I'm getting to the toilet part after a while. Just bear with me:
There are showers in the basement at the office where I work. They are spanking new, and incredibly convenient for those of us who bike or run to work. There are wardrobes and there is even a sauna.

But it smells awful down there. "Something with the pipes," as we are trained to tell each other here in civilization.

More specifically, it smells of human refuse disintegrating anaerobically in water.

Listen to me. At home I shit in a bucket, a bucket I often keep in the room next to where I sleep so I don't have to put on boots and tie my shoelaces to go outside every single time I have to take a dump. I add some wood chips or pine needles or whatever, and empty it all on my compost heap every now and then.

The office building where I work, on the other hand, is less than six months old and equipped with what is presumably advanced plumbing, all done to code.

So how come I never smell shit at home, but always smell shit here?

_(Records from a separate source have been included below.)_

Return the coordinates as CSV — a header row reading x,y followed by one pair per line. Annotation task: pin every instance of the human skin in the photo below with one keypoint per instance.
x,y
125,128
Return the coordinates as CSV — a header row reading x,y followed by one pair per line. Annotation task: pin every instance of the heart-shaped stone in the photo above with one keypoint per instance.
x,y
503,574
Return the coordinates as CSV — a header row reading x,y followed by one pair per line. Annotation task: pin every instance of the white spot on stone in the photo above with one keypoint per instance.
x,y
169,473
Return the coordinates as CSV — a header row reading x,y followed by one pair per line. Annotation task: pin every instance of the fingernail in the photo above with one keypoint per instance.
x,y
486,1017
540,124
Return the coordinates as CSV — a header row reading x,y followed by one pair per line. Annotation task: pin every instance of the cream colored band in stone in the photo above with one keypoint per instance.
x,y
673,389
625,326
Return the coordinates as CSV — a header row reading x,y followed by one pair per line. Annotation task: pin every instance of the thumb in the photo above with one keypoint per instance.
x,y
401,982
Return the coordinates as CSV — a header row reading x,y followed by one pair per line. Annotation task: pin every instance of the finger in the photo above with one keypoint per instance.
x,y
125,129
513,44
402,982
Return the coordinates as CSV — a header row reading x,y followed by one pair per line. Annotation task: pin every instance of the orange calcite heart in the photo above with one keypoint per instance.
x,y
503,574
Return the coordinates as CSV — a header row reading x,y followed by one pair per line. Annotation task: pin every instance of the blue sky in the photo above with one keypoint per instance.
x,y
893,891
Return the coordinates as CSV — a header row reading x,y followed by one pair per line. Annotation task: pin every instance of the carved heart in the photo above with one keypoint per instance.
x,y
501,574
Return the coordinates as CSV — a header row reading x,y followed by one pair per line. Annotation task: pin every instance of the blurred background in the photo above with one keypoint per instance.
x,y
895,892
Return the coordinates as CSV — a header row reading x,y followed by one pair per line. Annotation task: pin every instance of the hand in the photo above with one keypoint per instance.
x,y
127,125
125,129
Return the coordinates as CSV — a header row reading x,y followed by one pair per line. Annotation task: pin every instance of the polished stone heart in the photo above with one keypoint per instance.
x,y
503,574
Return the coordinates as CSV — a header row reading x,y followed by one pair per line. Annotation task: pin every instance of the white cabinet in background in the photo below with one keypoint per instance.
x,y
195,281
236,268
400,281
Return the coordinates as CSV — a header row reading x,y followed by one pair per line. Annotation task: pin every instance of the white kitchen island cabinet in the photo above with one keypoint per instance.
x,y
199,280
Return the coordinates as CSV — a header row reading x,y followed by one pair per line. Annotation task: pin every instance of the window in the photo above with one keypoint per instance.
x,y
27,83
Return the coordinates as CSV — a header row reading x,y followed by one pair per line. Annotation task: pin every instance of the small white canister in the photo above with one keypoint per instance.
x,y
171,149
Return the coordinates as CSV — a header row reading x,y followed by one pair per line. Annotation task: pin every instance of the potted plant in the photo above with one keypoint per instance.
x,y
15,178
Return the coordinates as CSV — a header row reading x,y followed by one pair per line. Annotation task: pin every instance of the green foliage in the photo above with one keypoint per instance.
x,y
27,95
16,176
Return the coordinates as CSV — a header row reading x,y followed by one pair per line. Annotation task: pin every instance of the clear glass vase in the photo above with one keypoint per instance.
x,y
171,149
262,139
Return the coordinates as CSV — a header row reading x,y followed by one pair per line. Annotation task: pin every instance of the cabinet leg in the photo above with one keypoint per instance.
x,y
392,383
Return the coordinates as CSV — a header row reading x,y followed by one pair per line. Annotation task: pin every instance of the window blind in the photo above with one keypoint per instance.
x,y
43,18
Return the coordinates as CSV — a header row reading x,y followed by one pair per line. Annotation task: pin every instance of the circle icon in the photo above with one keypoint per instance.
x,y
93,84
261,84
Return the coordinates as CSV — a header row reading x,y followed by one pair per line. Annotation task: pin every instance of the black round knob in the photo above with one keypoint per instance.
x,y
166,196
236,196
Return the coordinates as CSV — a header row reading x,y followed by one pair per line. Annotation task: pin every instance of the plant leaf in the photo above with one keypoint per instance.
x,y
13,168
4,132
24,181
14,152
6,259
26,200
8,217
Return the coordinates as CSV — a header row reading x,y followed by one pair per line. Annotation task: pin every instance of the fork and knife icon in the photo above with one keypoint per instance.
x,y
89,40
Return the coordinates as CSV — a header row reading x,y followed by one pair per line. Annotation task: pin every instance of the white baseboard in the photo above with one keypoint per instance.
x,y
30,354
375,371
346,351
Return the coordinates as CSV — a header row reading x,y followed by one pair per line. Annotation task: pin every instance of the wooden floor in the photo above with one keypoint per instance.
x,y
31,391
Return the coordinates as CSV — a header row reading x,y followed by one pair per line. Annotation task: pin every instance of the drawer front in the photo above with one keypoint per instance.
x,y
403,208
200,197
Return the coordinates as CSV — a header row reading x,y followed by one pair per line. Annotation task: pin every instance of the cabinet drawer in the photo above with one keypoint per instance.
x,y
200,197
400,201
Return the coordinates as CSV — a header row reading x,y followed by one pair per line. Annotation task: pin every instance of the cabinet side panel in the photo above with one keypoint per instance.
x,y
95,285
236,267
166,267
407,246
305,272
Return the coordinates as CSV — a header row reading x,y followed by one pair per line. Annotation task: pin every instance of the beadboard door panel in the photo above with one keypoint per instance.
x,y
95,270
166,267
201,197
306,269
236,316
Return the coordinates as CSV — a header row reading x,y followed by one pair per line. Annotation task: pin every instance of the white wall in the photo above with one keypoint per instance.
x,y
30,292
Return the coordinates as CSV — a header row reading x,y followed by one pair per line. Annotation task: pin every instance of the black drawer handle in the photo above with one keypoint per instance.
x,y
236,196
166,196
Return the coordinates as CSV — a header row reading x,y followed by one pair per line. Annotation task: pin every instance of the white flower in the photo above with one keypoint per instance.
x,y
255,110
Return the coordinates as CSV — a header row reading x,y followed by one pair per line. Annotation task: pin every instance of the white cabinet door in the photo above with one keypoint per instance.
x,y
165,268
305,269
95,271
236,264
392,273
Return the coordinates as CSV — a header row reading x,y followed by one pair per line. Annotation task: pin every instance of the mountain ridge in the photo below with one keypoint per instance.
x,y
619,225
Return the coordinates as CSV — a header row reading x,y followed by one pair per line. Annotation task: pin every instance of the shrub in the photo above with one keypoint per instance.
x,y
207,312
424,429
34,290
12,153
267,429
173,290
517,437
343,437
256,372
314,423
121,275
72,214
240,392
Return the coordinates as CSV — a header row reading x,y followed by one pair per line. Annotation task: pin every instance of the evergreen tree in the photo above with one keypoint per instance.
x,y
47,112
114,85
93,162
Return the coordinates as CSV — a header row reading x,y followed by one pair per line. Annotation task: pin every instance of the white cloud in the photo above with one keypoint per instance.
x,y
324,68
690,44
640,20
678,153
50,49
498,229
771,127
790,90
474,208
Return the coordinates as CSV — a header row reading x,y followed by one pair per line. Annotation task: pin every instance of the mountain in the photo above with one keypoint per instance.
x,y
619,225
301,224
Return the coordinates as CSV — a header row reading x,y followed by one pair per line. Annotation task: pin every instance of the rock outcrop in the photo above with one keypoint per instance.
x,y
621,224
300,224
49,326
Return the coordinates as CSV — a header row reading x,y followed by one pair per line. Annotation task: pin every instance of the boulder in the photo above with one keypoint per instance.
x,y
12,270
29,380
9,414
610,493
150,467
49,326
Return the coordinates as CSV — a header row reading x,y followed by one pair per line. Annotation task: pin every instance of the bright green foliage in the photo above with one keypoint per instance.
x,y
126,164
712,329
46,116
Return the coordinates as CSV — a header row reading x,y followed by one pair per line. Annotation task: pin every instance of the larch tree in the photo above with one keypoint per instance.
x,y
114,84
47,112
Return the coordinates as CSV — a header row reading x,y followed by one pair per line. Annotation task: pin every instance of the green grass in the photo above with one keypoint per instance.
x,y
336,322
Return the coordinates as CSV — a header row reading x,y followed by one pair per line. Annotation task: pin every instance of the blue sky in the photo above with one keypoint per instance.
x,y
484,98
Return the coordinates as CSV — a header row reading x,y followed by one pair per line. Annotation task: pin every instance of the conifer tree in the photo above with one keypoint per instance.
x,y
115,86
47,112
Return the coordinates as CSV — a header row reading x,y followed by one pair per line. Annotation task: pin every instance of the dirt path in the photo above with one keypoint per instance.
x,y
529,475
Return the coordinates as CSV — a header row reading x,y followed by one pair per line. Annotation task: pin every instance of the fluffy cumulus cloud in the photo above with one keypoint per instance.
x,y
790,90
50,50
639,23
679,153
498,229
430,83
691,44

In part, of course, because at home my feces are not submerged in water, an idiotic practice where perfectly usable fertilizer is instead used to pollute water. I guess there's also a question of scale. A composting toilet system for an office with hundreds of people would require a lot of work and engineering. But surely not more than has already gone into the obviously defect plumbing?

Man, I am so sick of this.

3 comments:

Anonymous said...

Have you posted details of how you built your toilet? It's probably be one of the earliest projects for us on our land.

Northmark said...

My system is almost embarrassingly simple. Just a large bucket with a polystyrene seat. The real trick is adding some fibrous stuff into it all after each visit, and then let the compost heap do its magic.

Oldfool said...

I like the "steampunk cup holder" but I don't need a laser.